NREL's Energy Systems Integration Facility funded by the Department of Energy will open later this year to test, among other things, how invertors interact in a smart grid using a simulator which varies voltage and frequency up to 1MW (see Figure 3).

“Your TV assumes a certain voltage and frequency range and if it goes too far out of that you can destroy components in the appliance,” said Kramer. “We're trying to show the world how we can best work these systems in an integrated fashion so we can have a much higher impact and much smarter grid. So the inverter becomes a central basis because that's our primary source of power.

“The crux is that PV is variable with respect to clouds and weather and we need to find ways to tie this technology together with load and other sources like batteries so that what a utility sees is more stable from a power perspective. If you had the system with a battery you could have been outputting power during that cloudy event. What the utility sees is not a big variant in the power being delivered.

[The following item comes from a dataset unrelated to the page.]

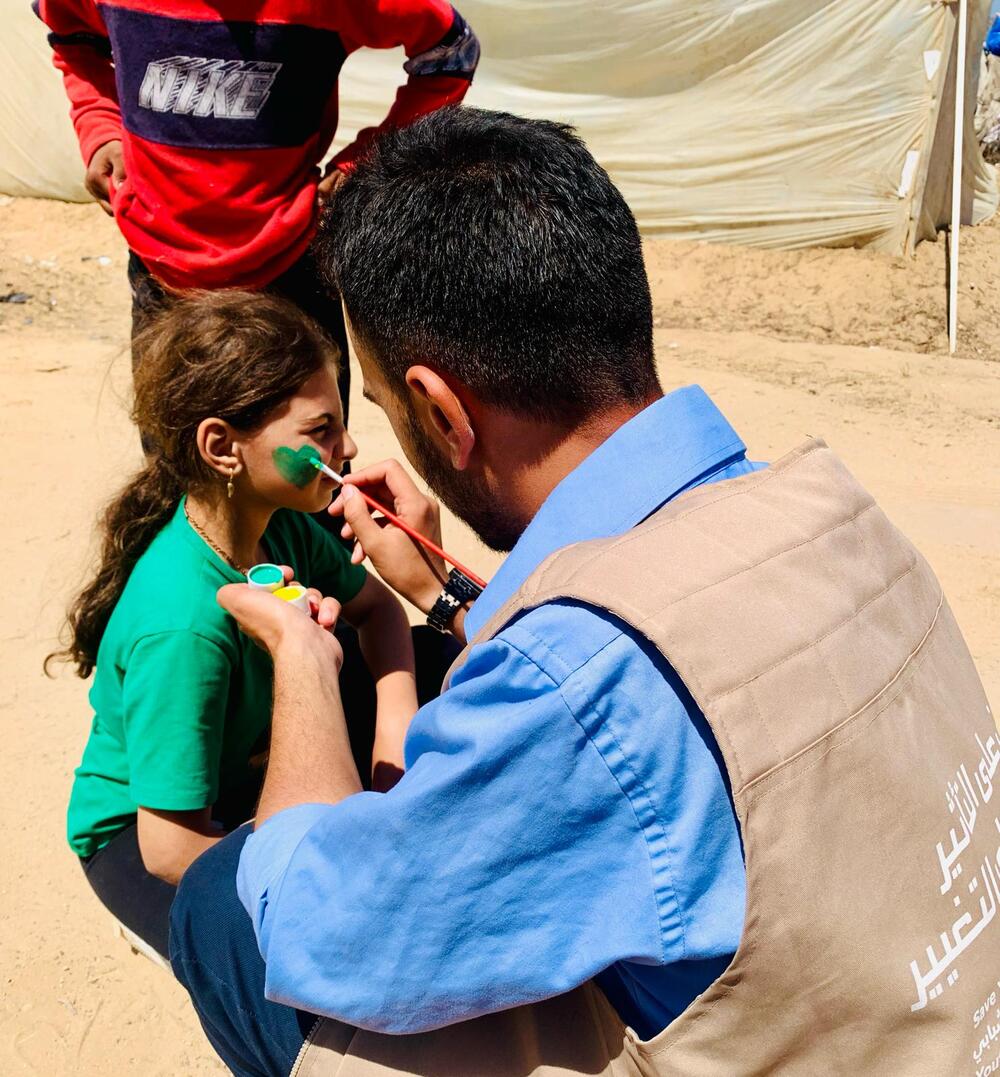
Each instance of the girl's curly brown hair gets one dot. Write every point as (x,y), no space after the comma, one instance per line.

“Being able to integrate these systems we believe is the future direction for increasing the penetration of renewables onto the grid. We've got to get smarter about this because of the variability of the resources.”

As the buck stops with utilities in meeting California's 33% RPS goal and the state trends towards more distributed generation, controlling electricity through the inverter could be increasingly important for utilities.

“If I were at a utility I would certainly want to own the inverter because like the computer room, the inverter is the one product where you can do command and control remotely,” said Levy. “Remote control on the software side is paramount for the utilities to gain control over the whole array by managing all of the inverters as a system like a plant controller.

“We're making a pretty good bet in that direction. If solar is going to accelerate as a percentage of the total grid, you have to give the utilities the right controls.”